[Public Interpretations Database]

I-0054: Support Code Need Not Meet All Architecture Requirements

 
NUMBER:               I-0054
STATUS:               Ready to Prepare for Management/CCIMB

TITLE:                Support Code Need Not Meet All Architecture Requirements

FIRST POST:            [criteria 2347]
MOST RECENT REPOST:    [criteria 2476]

REQUIREMENT:          System Architecture
CRITERIA CLASSES:     C1, C2, B1, B2, B3, A1
DOCUMENT(S):          Design Documentation
RELATED TO:           <None>

STATEMENT:

The following interprets the entire System Architecture requirement.

TCB Support Code shall be required to meet only the following elements of the system architecture requirement:

  1. Such code must be non-invocable through TCB interfaces, and must not be invoked by the TCB, once the TCB has reached secure state.

  2. Such code must be protected from external interference or tampering (e.g., by modification of code or data structures).

  3. At B2 and above, all interfaces to such code must be defined.

  4. At B2 and above, all elements categorized as support code must be identified.

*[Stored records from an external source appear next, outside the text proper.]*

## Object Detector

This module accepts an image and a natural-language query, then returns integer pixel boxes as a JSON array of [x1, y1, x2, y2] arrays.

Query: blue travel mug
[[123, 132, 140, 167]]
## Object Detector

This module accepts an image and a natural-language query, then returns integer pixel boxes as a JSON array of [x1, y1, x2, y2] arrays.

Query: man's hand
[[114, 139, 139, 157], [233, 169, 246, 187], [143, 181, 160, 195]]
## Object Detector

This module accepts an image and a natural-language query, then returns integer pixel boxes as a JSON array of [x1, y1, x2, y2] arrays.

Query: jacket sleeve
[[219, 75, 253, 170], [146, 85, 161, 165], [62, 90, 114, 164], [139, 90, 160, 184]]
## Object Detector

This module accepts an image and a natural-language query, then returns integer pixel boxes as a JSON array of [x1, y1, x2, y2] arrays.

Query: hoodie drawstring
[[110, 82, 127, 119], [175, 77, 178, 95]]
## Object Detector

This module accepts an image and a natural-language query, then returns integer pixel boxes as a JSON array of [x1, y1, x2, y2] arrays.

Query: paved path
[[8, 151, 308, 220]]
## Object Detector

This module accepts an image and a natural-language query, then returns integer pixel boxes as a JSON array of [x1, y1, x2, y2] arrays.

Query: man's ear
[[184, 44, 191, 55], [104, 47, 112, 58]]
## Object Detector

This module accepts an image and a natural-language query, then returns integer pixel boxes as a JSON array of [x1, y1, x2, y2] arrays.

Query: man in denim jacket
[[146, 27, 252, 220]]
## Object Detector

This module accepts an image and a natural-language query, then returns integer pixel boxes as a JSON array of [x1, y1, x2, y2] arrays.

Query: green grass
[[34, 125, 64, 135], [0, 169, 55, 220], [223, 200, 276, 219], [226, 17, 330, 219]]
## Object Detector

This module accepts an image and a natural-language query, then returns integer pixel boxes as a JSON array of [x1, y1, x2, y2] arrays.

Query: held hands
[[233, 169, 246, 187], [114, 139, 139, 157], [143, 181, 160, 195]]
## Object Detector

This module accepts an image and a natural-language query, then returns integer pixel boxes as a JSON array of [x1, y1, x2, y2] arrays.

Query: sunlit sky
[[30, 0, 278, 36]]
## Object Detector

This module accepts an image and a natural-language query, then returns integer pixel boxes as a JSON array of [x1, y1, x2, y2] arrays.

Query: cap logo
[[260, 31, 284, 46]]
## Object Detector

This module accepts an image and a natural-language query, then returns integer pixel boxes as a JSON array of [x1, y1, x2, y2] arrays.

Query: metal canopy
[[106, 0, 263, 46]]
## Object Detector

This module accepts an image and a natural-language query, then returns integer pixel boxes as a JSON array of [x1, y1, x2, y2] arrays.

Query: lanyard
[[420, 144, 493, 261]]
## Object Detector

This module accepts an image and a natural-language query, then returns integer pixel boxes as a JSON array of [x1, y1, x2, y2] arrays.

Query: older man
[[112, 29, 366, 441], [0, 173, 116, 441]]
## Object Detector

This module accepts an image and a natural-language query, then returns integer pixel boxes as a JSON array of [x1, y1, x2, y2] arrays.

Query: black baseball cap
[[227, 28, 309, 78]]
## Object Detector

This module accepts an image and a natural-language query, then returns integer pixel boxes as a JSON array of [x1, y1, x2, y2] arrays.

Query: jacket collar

Definitions of some terms used in this statement are contained in the SUPPORT section of this interpretation.

PROJECTED IMPACT:

Negligible impact anticipated.

SUPPORT:

The goal of this interpretation is to address the requirements for code that is in some sense part of the TCB. This code is called Support Code, and is defined as code that is part of the evaluated configuration, but is neither executed nor executable by the TCB once it has reached secure state. Examples of "support code" include:

  • Initialization code, whose task is to bring a system to a secure initial state, configures available peripherals and initializes TCB data structures.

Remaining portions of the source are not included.